Des déclinologues aux ongles sales, voilà finalement ce que sont Zippo, Vargas et Creazy. Tous trois partagent le même rêve : « vivre peinard », même si la définition qui se cache derrière l’idéal n’est pas forcément toujours la même selon qui des trois la rappe. Toujours en trio, avec un John Creazy présent sur les refrains, et une complémentarité bien plus affirmée que sur le (double) album précédent (alors qu’ici, on a affaire « qu’à » dix titres), Le Pakkt joue de ses trois caractères. Zippo est un bûcheron survivaliste qui pratique les accélérations tranchantes autant que le lent et patient aiguisage. Le Bon. Vargas est rongé, boule de nerfs qui recrache chaque syllabe imbibée d’une gorgée ou d’une bouffée restée trop longtemps en travers de la gorge. Malsain et hargneux. La Brute. John Creazy est la lenteur et le je-m’en-foutisme incarné jusque dans son flow (« Arrête de me parler de cette foutue technique, j’ai deux potes qui l’ont en stock c’est leur registre »). Le Truand. Résultat ? Un disque aux allures de grand enterrement avec des relents de grands soirs qui ne sont finalement plus espérés et de petites morts quotidiennes qui elles n’ont jamais tardé à arriver. Des instrus souvent lugubres et lourdes, en forme de gros son dédié à un futur qui ne vient pas et auquel on laisse des rimes en absence. Et si le tout s’apaise sur la fin de l’album, peut-on parler d’apaisement lorsqu’il s’agit de productions vaporeuses et de storytelling qui racontent des virages mal négociés, hormis celui qui se terminera dans les bras d’un croque-mort ? 

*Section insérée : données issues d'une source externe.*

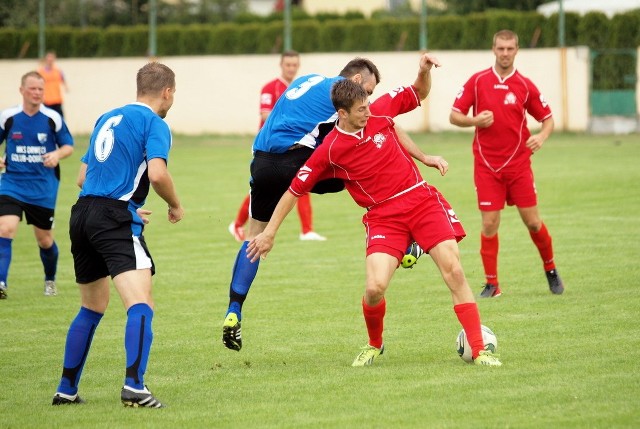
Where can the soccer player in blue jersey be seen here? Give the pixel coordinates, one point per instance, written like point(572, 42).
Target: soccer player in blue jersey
point(127, 155)
point(298, 121)
point(37, 139)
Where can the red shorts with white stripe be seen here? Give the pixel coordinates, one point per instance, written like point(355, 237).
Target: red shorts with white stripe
point(422, 215)
point(513, 185)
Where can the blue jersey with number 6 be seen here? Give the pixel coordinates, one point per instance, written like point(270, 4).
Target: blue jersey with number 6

Alors, avec son éloge de la lenteur, sa mauvaise digestion d’un déclin – qu’il soit supposé ou réel – et sa splendeur de la rancune, sa fin en forme de faucheuse, L’Album Lent serait-il finalement renoncement ? Il peut le paraître, tant il trempe ses instrus dans le noir, tant il flirte avec la vindicte, que seules la nonchalance d’un John Creazy, les références de Vargas à Chuck Norris et l’ironie faussement candide d’un Zippo arrivent à sauver des ténèbres. « Ils disent que je renonce, non en fait je refuse » assène d’ailleurs Le Bûcheron durant l’excellent « Les Promesses de l’Ombre ». Et c’est peut-être bien de ça dont il s’agit ici : un contre-pied, un défi même. Le Pakkt refuse de suivre le rythme et court-circuite la matrice. Il fait dans la polarité, assemble des contraires. À la fois stroboscopique et codéiné, halluciné et hargneux, aigri et débile, transformant quelques minutes à Pôle Emploi en preuve par l’absurde, L’Album Lent joue contre la montre. Et contrairement à la légende, il n’y a jamais eu d’heure pour réveiller les morts. Mais il y a bien un tempo pour les fossoyeurs. « Il y a ceux qui font du son et ceux qui creusent. Ben nous on creuse » dit Vargas. Back from the dead.